Amigo, boa tarde, vc diz esta trabalhando com a versao 3.20, agora te pergunto, vc consequiu fazer o cache full com ele?

----------


## jeanfrank

gu4rd1an

Então amigo estou com resultados iniciais estava muito ocupado testando uns balanceamentos aqui, exatamente 13 ao total então este debian que citei estava e esta funcionando bem no 2.9.50 foi so hoje pela manhã que consegui por ele pra rodar com mk 3.20 mas foi canceira tem algum tipo de bug sei lá o pessoal comenta muito resolvi adotando uma medida meio drastica mas fui aconselhado a migrar pra 3.22 é o que pretendo nos proximos dias me disseram que esta versão tem atualizações e melhorias consideraveis em relação ao 3.20

abraços

----------


## gu4rd1an

> gu4rd1an
> 
> Então amigo estou com resultados iniciais estava muito ocupado testando uns balanceamentos aqui, exatamente 13 ao total então este debian que citei estava e esta funcionando bem no 2.9.50 foi so hoje pela manhã que consegui por ele pra rodar com mk 3.20 mas foi canceira tem algum tipo de bug sei lá o pessoal comenta muito resolvi adotando uma medida meio drastica mas fui aconselhado a migrar pra 3.22 é o que pretendo nos proximos dias me disseram que esta versão tem atualizações e melhorias consideraveis em relação ao 3.20
> 
> abraços


Boa noite amigo. 
esta eu com a 3.23, mas tive muito dor de cabeça, travamento, autenticação radius sinistra entaum resolve fazer um donwgrade para 3.13, esse sim solucionou esse problemas, mas agora estou amarrado somente na função de cache full, nao estou acertando como fazer, nao envia ah full nem a pau... :Toilet:

----------


## Roberto21

Pra quem está com dificuldades para fazer a marcação no mangle dos arquivos do ThunderCache, como também do squid dê uma olhada nesse tópico aqui do forum do ThunderCache:

http://www.biazus.com/forum/viewtopic.php?f=6&t=134

Observe também nesse outro link, que é a página 5 do mesmo tópico do forum, as regras para a marcação tanto no squid como no MK:

http://www.biazus.com/forum/viewtopic.php?f=6&t=134&st=0&sk=t&sd=a&start=40

Para ter acesso ao forum é necessário fazer o cadastro, faça! vai valer a pena !

----------


## gu4rd1an

> Pra quem está com dificuldades para fazer a marcação no mangle dos arquivos do ThunderCache, como também do squid dê uma olhada nesse tópico aqui do forum do ThunderCache:
> 
> http://www.biazus.com/forum/viewtopic.php?f=6&t=134
> 
> Observe também nesse outro link, que é a página 5 do mesmo tópico do forum, as regras para a marcação tanto no squid como no MK:
> 
> http://www.biazus.com/forum/viewtopic.php?f=6&t=134&st=0&sk=t&sd=a&start=40
> 
> Para ter acesso ao forum é necessário fazer o cadastro, faça! vai valer a pena !
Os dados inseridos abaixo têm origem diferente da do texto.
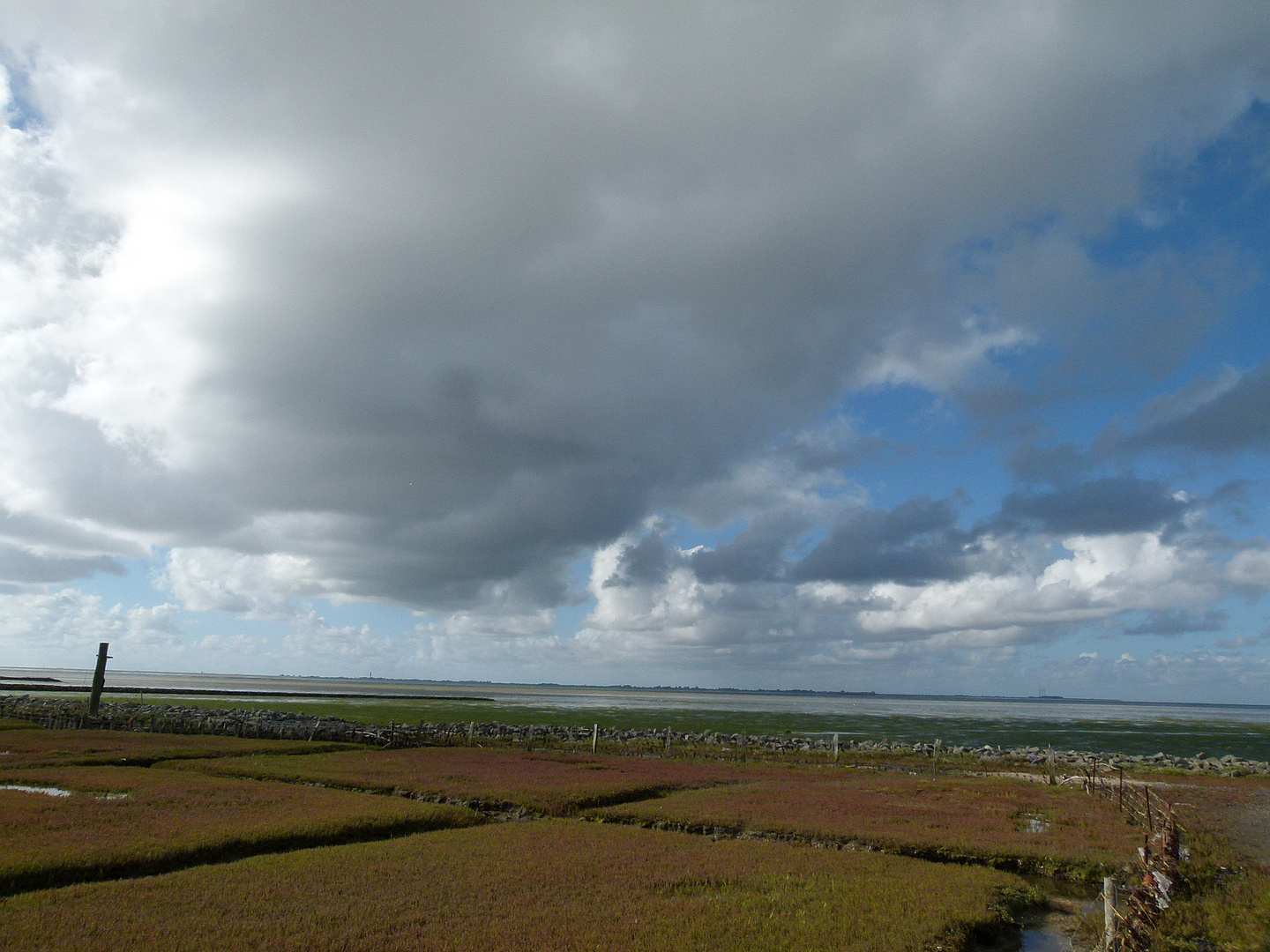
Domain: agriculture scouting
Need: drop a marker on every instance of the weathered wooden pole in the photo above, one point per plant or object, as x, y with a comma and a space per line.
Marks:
94, 698
1109, 913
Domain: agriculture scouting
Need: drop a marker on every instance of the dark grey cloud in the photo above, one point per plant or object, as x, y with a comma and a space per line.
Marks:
1095, 507
756, 554
915, 541
1056, 465
473, 290
1213, 415
25, 566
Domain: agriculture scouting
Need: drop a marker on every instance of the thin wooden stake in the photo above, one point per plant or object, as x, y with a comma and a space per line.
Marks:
1108, 911
94, 698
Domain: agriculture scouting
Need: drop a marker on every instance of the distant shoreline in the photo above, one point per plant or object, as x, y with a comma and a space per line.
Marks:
45, 675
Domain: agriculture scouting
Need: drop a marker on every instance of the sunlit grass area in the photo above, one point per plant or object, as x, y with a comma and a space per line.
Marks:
126, 820
549, 885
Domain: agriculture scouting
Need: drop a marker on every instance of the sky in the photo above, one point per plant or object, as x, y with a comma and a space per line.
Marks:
869, 346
Vlw Roberto, ja tinha lido esse topico, porem o mesmo é para o mk 2.9.x, tentei atapitar para o mk 3.xx mas obtive exito... irei tenta novamente posso ter esquecido de alguma coisa... :Stickyman:

----------


## Roberto21

> Vlw Roberto, ja tinha lido esse topico, porem o mesmo é para o mk 2.9.x, tentei atapitar para o mk 3.xx mas obtive exito... irei tenta novamente posso ter esquecido de alguma coisa...


 
Tenho outra solução muito simples para marcar o Thundercache, lembre-se do funcionamento do Thunder, é um servidor apache enviando os vídeos na porta 80, então fica fácil deduzir que se você marcar o ip do Thunder no caso 192.168.10.250 na porta 80 vc maracará todo tráfego do Thunder, agora o IP do Thunder tem que ser setado na regra para não marcar o trafego da porta 80 do link por exemplo, mas isso eu vou detalhar mais na frente.

----------


## gu4rd1an

> Pra quem está com dificuldades para fazer a marcação no mangle dos arquivos do ThunderCache, como também do squid dê uma olhada nesse tópico aqui do forum do ThunderCache:
> 
> http://www.biazus.com/forum/viewtopic.php?f=6&t=134
> 
> Observe também nesse outro link, que é a página 5 do mesmo tópico do forum, as regras para a marcação tanto no squid como no MK:
> 
> http://www.biazus.com/forum/viewtopic.php?f=6&t=134&st=0&sk=t&sd=a&start=40
> 
> Para ter acesso ao forum é necessário fazer o cadastro, faça! vai valer a pena !



blzura.... ufa... agora ta tudo rodando redondim, so o filé...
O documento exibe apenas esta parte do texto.